Cursive singing, or indie singing, is a singing technique in which the vocalist elongates vowels, frequently leaves out consonants at the end of words, and blends words in a run-on manner. The style creates an effect that can be described as "dreamy" or "playful" and is sometimes reminiscent of yodeling.

As of the 2020s, cursive singing remains common in popular music, as well as among amateur singers.

==History==
The style being described as "cursive" originated on Twitter in 2009, when user @TRACKDROPPA tweeted, "Voice so smooth its [sic] like I'm singing in cursive". It is also referred to as "indie singing" (or similar variations, such as "indie-pop voice") for its common use in indie music.

Cursive singing has foundations in gospel, jazz, R&B, and soul music, in which syllables are often added to words to better fit rhythms.
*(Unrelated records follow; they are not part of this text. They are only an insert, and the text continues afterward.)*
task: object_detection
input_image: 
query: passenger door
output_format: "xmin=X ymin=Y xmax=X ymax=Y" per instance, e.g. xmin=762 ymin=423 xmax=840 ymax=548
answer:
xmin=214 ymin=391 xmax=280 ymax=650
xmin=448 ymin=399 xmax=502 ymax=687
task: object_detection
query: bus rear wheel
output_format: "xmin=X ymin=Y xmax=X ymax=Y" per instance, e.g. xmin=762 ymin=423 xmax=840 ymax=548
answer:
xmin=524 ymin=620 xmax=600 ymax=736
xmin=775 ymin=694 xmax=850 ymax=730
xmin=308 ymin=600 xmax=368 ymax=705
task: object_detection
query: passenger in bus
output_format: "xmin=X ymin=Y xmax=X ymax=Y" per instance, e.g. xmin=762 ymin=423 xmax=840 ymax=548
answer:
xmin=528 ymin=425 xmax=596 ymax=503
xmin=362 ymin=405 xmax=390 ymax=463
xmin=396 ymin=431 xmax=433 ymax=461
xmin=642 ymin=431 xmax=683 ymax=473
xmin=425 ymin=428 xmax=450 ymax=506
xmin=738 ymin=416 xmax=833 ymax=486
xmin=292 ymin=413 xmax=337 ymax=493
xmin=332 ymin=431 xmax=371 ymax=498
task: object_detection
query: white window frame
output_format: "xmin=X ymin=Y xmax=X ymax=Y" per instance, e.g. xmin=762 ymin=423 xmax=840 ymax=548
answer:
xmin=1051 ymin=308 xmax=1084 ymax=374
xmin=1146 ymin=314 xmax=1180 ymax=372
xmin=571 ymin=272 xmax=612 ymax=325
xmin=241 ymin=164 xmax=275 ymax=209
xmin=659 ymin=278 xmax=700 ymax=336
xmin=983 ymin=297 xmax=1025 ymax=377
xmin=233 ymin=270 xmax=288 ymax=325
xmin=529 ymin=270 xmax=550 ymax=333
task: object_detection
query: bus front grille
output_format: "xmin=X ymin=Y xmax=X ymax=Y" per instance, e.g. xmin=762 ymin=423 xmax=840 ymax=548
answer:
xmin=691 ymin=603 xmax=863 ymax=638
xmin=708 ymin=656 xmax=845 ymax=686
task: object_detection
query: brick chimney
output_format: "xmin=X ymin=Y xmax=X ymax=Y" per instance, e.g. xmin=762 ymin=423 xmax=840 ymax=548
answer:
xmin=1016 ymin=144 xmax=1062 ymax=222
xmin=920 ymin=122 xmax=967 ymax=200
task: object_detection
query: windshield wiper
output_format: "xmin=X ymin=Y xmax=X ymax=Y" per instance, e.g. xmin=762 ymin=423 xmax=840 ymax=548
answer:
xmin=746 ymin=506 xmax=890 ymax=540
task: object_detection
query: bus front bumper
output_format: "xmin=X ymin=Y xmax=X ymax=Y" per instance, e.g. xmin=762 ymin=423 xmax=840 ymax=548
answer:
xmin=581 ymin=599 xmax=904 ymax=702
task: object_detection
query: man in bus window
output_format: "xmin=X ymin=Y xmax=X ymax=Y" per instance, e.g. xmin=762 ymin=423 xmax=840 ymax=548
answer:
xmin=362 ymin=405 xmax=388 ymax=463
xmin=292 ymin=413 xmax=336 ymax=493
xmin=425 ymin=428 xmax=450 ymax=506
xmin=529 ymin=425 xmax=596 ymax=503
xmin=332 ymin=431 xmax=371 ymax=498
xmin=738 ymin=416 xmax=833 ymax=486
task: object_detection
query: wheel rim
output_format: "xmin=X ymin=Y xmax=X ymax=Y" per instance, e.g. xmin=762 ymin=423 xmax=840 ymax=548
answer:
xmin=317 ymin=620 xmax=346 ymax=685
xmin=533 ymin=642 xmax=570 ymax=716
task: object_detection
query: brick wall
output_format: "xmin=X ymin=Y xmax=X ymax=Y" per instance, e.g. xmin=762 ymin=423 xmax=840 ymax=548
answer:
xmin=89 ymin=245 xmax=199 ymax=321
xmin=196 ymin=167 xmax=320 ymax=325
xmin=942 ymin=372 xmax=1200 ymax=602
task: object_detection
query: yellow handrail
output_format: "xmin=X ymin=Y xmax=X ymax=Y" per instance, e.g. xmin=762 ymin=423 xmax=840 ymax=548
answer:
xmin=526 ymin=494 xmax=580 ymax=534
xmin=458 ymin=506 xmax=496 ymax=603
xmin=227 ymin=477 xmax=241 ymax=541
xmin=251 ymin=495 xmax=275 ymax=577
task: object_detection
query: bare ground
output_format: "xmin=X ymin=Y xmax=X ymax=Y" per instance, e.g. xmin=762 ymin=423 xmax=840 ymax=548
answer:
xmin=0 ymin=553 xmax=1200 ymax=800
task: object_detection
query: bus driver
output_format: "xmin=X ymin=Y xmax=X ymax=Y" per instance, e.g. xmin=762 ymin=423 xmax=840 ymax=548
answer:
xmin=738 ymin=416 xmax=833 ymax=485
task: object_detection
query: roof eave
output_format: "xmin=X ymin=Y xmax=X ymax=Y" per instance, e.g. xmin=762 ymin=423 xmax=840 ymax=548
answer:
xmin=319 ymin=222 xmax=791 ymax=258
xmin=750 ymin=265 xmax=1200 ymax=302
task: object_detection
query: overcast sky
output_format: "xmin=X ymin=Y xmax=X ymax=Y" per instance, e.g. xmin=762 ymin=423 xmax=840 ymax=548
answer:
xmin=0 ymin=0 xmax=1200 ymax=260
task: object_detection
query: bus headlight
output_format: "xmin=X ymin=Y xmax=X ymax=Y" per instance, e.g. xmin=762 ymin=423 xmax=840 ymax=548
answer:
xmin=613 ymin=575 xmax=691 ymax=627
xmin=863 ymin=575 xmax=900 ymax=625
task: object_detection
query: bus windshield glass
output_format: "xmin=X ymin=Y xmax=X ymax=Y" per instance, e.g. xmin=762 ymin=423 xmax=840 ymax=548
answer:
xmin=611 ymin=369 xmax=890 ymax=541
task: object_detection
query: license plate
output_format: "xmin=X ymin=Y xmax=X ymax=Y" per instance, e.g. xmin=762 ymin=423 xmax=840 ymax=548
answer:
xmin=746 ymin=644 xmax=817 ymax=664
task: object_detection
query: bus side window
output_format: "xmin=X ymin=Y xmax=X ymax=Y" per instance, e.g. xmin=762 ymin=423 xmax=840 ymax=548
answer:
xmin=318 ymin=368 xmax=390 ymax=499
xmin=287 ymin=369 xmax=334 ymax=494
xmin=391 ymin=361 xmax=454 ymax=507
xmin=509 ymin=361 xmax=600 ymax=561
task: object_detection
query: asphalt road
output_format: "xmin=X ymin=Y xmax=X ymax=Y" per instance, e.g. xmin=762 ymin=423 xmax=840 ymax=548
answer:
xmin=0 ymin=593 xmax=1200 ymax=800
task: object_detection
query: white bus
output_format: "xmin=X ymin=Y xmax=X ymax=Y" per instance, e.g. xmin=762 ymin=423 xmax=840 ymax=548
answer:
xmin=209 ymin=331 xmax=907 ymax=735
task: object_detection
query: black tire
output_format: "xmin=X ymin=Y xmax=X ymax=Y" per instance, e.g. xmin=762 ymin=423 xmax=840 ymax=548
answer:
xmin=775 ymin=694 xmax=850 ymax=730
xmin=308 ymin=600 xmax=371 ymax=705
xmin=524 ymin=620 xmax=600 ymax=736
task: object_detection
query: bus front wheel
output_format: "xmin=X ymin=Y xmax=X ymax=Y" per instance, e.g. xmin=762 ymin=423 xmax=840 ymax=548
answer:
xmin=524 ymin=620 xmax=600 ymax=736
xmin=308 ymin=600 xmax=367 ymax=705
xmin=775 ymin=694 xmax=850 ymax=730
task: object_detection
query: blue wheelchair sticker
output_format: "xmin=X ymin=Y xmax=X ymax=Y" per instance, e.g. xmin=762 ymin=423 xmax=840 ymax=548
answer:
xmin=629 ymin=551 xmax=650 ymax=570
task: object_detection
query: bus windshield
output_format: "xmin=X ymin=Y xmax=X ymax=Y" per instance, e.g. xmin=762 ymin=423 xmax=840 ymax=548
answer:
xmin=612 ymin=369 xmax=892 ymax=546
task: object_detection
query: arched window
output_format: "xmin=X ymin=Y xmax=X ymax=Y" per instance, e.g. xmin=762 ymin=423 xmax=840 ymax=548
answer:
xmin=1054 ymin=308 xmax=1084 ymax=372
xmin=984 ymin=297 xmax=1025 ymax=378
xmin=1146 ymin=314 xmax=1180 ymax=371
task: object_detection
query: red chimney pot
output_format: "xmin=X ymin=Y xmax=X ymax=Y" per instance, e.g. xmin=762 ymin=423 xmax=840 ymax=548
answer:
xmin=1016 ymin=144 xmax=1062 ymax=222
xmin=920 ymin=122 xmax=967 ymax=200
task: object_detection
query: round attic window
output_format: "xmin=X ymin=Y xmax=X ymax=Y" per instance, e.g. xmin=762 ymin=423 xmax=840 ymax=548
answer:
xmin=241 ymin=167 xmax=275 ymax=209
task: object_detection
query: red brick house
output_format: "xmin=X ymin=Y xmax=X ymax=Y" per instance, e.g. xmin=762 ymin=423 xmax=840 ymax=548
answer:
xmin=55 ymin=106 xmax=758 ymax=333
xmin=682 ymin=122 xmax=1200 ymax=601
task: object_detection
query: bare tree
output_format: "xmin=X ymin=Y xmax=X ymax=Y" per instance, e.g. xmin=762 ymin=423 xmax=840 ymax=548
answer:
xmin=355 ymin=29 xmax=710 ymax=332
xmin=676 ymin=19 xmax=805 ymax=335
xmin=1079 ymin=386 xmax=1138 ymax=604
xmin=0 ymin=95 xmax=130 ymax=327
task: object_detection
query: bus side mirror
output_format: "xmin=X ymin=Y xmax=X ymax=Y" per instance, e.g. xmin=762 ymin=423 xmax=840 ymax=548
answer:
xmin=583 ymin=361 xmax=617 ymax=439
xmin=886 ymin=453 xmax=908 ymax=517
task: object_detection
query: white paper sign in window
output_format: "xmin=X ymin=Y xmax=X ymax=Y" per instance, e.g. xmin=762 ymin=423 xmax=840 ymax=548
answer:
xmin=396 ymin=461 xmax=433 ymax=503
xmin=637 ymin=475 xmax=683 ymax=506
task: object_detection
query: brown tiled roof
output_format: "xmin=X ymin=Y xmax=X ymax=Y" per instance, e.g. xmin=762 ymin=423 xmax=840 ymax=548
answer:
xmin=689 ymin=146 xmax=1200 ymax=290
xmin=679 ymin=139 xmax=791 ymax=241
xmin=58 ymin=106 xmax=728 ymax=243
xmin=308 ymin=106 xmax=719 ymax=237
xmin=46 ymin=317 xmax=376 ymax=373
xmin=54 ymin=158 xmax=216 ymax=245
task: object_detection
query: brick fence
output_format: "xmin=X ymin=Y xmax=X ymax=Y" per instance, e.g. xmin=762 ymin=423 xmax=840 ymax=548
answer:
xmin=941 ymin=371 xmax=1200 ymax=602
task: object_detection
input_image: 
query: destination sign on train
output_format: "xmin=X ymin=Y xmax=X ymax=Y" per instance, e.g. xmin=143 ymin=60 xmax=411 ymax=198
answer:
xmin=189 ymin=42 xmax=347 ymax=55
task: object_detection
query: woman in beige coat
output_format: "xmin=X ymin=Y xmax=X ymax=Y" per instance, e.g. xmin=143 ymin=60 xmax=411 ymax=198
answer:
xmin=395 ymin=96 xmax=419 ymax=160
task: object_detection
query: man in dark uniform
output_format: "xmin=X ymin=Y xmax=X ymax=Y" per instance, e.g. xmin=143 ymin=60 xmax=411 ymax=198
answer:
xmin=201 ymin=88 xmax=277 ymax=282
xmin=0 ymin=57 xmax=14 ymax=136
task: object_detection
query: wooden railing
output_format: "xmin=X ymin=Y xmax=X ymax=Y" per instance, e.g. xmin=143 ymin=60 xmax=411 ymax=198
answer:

Its current form was developed by Macy Gray, Corinne Bailey Rae, and Amy Winehouse and was further popularized by singers such as Adele and Lorde in the 2010s.

==Reception==
Although it remains popular, cursive singing is sometimes critiqued for its perceived overuse in songs such as "Dance Monkey" by Tones and I. It has also been parodied on social media.

Some linguistics researchers and music professors have defended cursive singing as innovative and based in historic styles. Bryan Gick argues that the critique is partly rooted in misogyny: "There's a sense that this is not the proper way to speak because these people [women] are not serious members of society, and this represents some kind of degradation of the standards of language". He also noted its growing use by male singers such as Shawn Mendes.